It was certainly the biggest splash Hickenlooper made on a night when, according to The New York Times, he received the least airtime of any of the candidates — about eight minutes and 49 seconds.
That, in turn, led Hickenlooper to tell CBS News that he occasionally felt "starved for affection" on the debate stage.
More than possibly lacking a big splash, Hickenlooper may have been hurt more on Tuesday by sharing a stage, not with Sanders and fellow A-lister Elizabeth Warren, the senator from Massachusetts, but rather other candidates, who, like Hickenlooper, have been labeled as moderates.
One of his issues with the Green New Deal is a promise to provide a government job to everyone in America who wants one, an unreasonable idea to Hickenlooper.
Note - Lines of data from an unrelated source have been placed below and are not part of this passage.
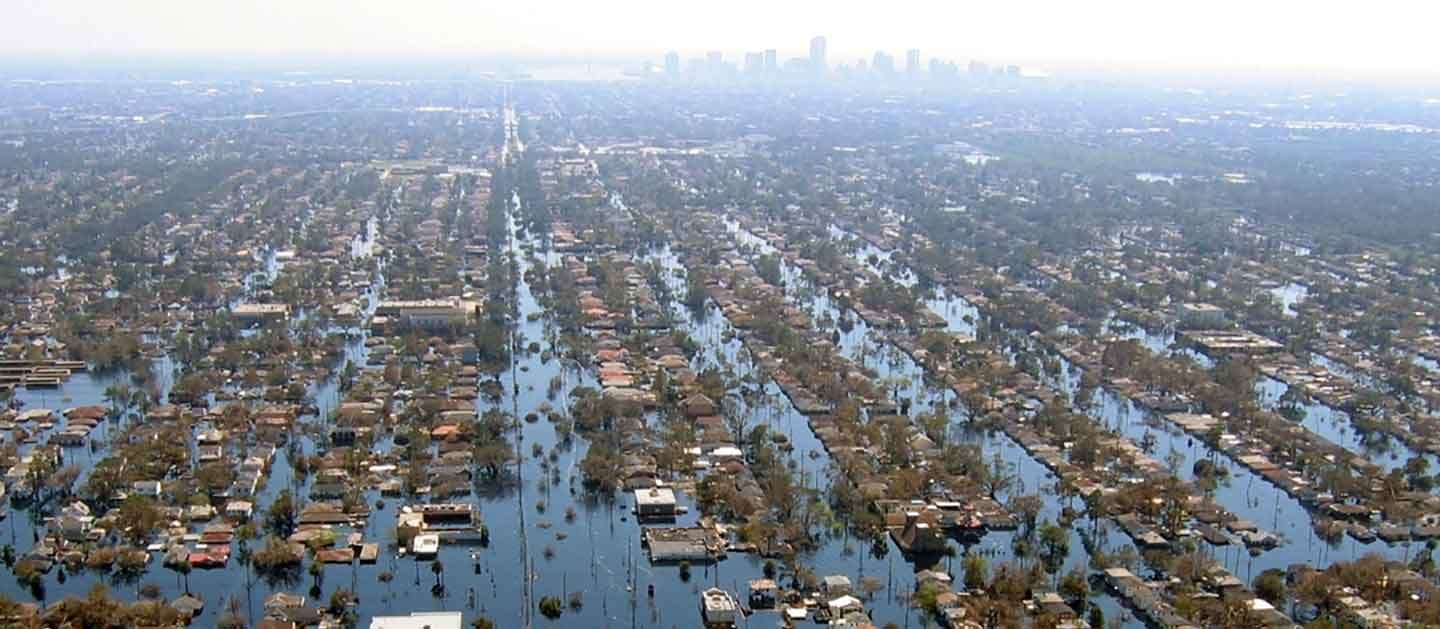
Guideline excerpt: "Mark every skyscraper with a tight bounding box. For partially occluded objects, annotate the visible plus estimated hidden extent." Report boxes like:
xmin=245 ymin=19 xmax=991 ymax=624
xmin=870 ymin=50 xmax=896 ymax=76
xmin=811 ymin=36 xmax=827 ymax=73
xmin=744 ymin=52 xmax=765 ymax=75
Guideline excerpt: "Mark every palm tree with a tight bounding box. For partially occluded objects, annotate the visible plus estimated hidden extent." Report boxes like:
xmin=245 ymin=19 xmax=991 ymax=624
xmin=176 ymin=558 xmax=190 ymax=594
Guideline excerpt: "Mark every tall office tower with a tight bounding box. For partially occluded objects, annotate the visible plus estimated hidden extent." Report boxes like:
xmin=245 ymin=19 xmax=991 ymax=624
xmin=744 ymin=52 xmax=765 ymax=75
xmin=870 ymin=50 xmax=896 ymax=78
xmin=811 ymin=36 xmax=827 ymax=73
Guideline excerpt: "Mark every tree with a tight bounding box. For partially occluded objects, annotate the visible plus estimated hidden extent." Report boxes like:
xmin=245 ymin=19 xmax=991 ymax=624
xmin=1251 ymin=569 xmax=1284 ymax=607
xmin=115 ymin=494 xmax=164 ymax=546
xmin=960 ymin=553 xmax=989 ymax=592
xmin=265 ymin=488 xmax=295 ymax=537
xmin=176 ymin=558 xmax=190 ymax=594
xmin=540 ymin=596 xmax=564 ymax=620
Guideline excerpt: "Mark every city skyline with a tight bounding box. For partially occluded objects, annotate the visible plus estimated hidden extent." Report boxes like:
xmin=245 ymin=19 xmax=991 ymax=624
xmin=8 ymin=0 xmax=1440 ymax=81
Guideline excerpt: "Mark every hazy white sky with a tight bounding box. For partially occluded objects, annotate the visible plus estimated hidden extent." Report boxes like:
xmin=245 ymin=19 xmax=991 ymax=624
xmin=11 ymin=0 xmax=1440 ymax=78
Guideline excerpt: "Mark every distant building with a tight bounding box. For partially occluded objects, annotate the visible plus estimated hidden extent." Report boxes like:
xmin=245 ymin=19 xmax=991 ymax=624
xmin=870 ymin=50 xmax=896 ymax=76
xmin=744 ymin=52 xmax=765 ymax=75
xmin=1176 ymin=302 xmax=1225 ymax=328
xmin=635 ymin=487 xmax=675 ymax=518
xmin=374 ymin=298 xmax=477 ymax=330
xmin=370 ymin=612 xmax=465 ymax=629
xmin=230 ymin=304 xmax=289 ymax=324
xmin=811 ymin=36 xmax=828 ymax=75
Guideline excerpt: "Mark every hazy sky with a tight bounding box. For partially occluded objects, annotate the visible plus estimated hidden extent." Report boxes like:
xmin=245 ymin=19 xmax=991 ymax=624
xmin=11 ymin=0 xmax=1440 ymax=78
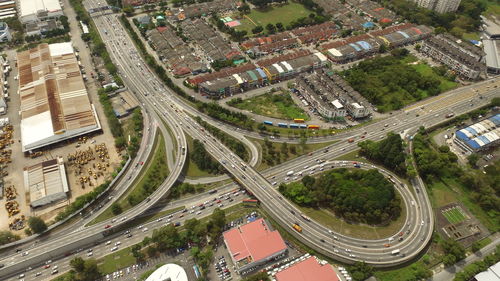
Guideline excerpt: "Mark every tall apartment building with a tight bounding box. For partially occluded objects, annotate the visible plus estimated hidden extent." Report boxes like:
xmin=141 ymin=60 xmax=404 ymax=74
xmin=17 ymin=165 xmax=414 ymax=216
xmin=413 ymin=0 xmax=461 ymax=14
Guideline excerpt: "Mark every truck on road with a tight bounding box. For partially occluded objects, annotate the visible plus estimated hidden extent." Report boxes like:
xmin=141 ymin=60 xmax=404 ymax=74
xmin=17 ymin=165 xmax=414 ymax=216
xmin=292 ymin=223 xmax=302 ymax=232
xmin=300 ymin=215 xmax=311 ymax=221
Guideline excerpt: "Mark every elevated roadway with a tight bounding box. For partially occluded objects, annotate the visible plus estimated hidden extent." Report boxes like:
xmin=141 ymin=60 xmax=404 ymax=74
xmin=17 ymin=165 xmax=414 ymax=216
xmin=0 ymin=1 xmax=499 ymax=276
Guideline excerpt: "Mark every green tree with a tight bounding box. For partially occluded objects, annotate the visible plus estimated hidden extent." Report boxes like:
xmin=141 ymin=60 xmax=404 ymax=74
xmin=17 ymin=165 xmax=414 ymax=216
xmin=69 ymin=257 xmax=85 ymax=272
xmin=0 ymin=231 xmax=21 ymax=245
xmin=467 ymin=153 xmax=480 ymax=168
xmin=111 ymin=202 xmax=123 ymax=215
xmin=252 ymin=25 xmax=264 ymax=34
xmin=28 ymin=217 xmax=47 ymax=233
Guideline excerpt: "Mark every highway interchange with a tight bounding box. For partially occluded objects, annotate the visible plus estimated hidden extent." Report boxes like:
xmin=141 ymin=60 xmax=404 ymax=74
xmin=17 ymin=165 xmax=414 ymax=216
xmin=0 ymin=3 xmax=500 ymax=278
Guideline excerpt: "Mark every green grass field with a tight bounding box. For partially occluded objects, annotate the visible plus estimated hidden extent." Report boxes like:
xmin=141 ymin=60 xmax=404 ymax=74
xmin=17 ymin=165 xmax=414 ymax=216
xmin=412 ymin=63 xmax=458 ymax=92
xmin=97 ymin=247 xmax=136 ymax=274
xmin=185 ymin=135 xmax=217 ymax=178
xmin=236 ymin=2 xmax=312 ymax=35
xmin=88 ymin=133 xmax=169 ymax=225
xmin=232 ymin=92 xmax=310 ymax=120
xmin=443 ymin=207 xmax=466 ymax=224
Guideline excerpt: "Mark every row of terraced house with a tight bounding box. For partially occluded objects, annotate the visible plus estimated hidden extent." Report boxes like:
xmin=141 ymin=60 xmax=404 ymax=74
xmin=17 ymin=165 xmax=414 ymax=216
xmin=188 ymin=50 xmax=328 ymax=98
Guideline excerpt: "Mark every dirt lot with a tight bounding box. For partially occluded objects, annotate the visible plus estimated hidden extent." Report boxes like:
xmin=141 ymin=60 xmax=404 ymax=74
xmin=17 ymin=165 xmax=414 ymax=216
xmin=0 ymin=35 xmax=120 ymax=235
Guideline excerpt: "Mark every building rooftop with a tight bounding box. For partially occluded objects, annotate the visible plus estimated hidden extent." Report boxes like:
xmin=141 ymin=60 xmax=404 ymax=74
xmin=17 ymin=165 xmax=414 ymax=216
xmin=17 ymin=42 xmax=100 ymax=151
xmin=24 ymin=157 xmax=69 ymax=208
xmin=223 ymin=218 xmax=287 ymax=264
xmin=146 ymin=263 xmax=188 ymax=281
xmin=18 ymin=0 xmax=61 ymax=17
xmin=275 ymin=256 xmax=340 ymax=281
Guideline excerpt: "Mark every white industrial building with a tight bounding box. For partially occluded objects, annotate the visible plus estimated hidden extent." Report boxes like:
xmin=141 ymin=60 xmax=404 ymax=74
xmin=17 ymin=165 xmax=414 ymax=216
xmin=17 ymin=42 xmax=101 ymax=152
xmin=23 ymin=157 xmax=69 ymax=208
xmin=413 ymin=0 xmax=461 ymax=14
xmin=17 ymin=0 xmax=64 ymax=24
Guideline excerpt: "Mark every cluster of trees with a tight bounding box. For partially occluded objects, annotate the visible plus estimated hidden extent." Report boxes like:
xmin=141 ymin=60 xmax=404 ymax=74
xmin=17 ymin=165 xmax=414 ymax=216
xmin=97 ymin=87 xmax=127 ymax=149
xmin=343 ymin=49 xmax=441 ymax=112
xmin=195 ymin=116 xmax=250 ymax=161
xmin=279 ymin=169 xmax=401 ymax=224
xmin=126 ymin=107 xmax=144 ymax=158
xmin=54 ymin=257 xmax=102 ymax=281
xmin=124 ymin=14 xmax=254 ymax=131
xmin=453 ymin=245 xmax=500 ymax=281
xmin=439 ymin=239 xmax=465 ymax=266
xmin=358 ymin=133 xmax=406 ymax=175
xmin=377 ymin=0 xmax=486 ymax=38
xmin=458 ymin=161 xmax=500 ymax=223
xmin=0 ymin=231 xmax=21 ymax=245
xmin=170 ymin=182 xmax=205 ymax=198
xmin=189 ymin=140 xmax=225 ymax=174
xmin=413 ymin=130 xmax=461 ymax=181
xmin=413 ymin=128 xmax=500 ymax=229
xmin=137 ymin=208 xmax=226 ymax=276
xmin=127 ymin=144 xmax=168 ymax=206
xmin=347 ymin=261 xmax=373 ymax=281
xmin=212 ymin=13 xmax=247 ymax=42
xmin=262 ymin=138 xmax=297 ymax=166
xmin=28 ymin=217 xmax=47 ymax=233
xmin=56 ymin=180 xmax=110 ymax=221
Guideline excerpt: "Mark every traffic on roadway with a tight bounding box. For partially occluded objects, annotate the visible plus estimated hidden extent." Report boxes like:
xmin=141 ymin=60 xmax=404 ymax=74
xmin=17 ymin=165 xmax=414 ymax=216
xmin=0 ymin=0 xmax=499 ymax=276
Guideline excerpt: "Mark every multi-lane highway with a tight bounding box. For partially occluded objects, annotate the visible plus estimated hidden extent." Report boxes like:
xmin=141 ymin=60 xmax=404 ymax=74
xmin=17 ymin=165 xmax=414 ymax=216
xmin=0 ymin=0 xmax=499 ymax=277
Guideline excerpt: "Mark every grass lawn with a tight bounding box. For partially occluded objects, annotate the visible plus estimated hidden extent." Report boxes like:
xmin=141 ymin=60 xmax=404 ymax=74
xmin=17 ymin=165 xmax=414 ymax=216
xmin=249 ymin=138 xmax=337 ymax=171
xmin=88 ymin=133 xmax=169 ymax=225
xmin=231 ymin=91 xmax=310 ymax=120
xmin=335 ymin=149 xmax=369 ymax=162
xmin=236 ymin=1 xmax=312 ymax=35
xmin=184 ymin=135 xmax=216 ymax=178
xmin=412 ymin=63 xmax=458 ymax=92
xmin=443 ymin=208 xmax=465 ymax=224
xmin=462 ymin=31 xmax=480 ymax=41
xmin=483 ymin=0 xmax=500 ymax=16
xmin=97 ymin=247 xmax=136 ymax=274
xmin=296 ymin=191 xmax=406 ymax=240
xmin=431 ymin=179 xmax=458 ymax=208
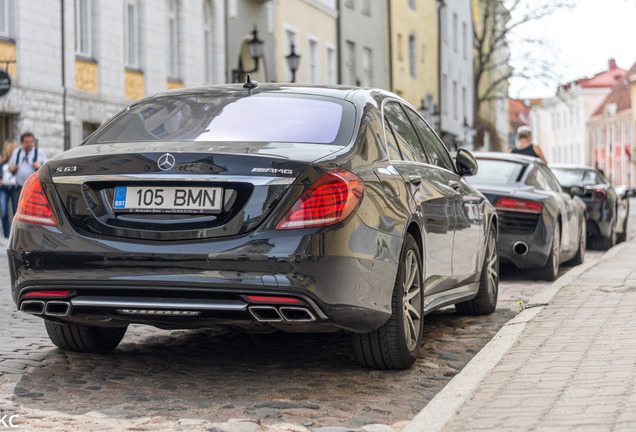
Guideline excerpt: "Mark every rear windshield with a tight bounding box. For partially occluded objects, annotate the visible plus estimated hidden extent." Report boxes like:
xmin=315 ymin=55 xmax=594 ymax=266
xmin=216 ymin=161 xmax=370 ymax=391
xmin=85 ymin=94 xmax=354 ymax=145
xmin=466 ymin=159 xmax=527 ymax=186
xmin=550 ymin=167 xmax=605 ymax=187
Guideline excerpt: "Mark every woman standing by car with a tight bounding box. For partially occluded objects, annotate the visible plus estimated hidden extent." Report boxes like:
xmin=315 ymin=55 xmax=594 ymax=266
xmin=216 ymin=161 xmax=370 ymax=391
xmin=510 ymin=126 xmax=548 ymax=165
xmin=0 ymin=141 xmax=18 ymax=238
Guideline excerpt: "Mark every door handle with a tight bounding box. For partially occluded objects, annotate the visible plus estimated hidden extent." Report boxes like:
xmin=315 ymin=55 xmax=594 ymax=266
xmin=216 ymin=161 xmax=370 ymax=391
xmin=408 ymin=174 xmax=422 ymax=186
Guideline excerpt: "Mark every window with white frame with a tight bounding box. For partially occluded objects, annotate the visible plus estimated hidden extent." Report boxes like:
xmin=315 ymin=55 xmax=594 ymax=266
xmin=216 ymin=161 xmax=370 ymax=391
xmin=166 ymin=0 xmax=181 ymax=78
xmin=124 ymin=0 xmax=141 ymax=69
xmin=345 ymin=41 xmax=356 ymax=85
xmin=409 ymin=33 xmax=417 ymax=78
xmin=203 ymin=0 xmax=214 ymax=83
xmin=362 ymin=48 xmax=373 ymax=87
xmin=360 ymin=0 xmax=371 ymax=16
xmin=75 ymin=0 xmax=93 ymax=58
xmin=307 ymin=39 xmax=319 ymax=83
xmin=0 ymin=0 xmax=10 ymax=37
xmin=326 ymin=44 xmax=337 ymax=84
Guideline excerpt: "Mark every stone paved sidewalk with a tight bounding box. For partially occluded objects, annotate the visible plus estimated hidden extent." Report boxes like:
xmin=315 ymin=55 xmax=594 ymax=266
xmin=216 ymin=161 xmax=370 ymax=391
xmin=404 ymin=242 xmax=636 ymax=432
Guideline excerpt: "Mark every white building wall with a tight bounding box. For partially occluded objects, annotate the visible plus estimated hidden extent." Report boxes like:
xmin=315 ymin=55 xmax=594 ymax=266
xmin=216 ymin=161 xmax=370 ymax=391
xmin=0 ymin=0 xmax=226 ymax=158
xmin=440 ymin=0 xmax=474 ymax=149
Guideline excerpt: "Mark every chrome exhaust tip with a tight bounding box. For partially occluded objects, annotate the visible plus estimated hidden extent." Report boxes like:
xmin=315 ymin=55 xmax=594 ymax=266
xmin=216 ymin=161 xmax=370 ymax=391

But it had to be somewhat disconcerting for his supporters to hear those same misgivings being expressed first by the likes of Montana Gov. Steve Bullock and Ohio Congressman Tim Ryan.
At the same time, Warren, in particular, was able to lump them together and attempt to dismiss them by saying their viewpoints provided talking points for Republicans.
Tuesday might have been the last hurrah for Hickenlooper on the debate stage as he hasn't met the qualifying threshold for the third round, scheduled for September in Houston. According to NPR, only seven of the 20 candidates in Detroit have qualified, although California entrepreneur Andrew Yang tweeted he's become No. 8. The DNC has disputed his poll count though.
Hickenlooper was scheduled to go to New York following the debate, a trip that was certain to include some fundraising. His campaign hoped that particular task would be made easier with a good showing in Detroit. Whether or not that actually happens depends on the thoughts of voters — or at least the people who write the checks.
The second night of the CNN debate is Wednesday and will feature fellow Coloradan Sen. Michael Bennet sharing the stage with former Vice President Joe Biden, and Sens. Kamala Harris and Cory Booker.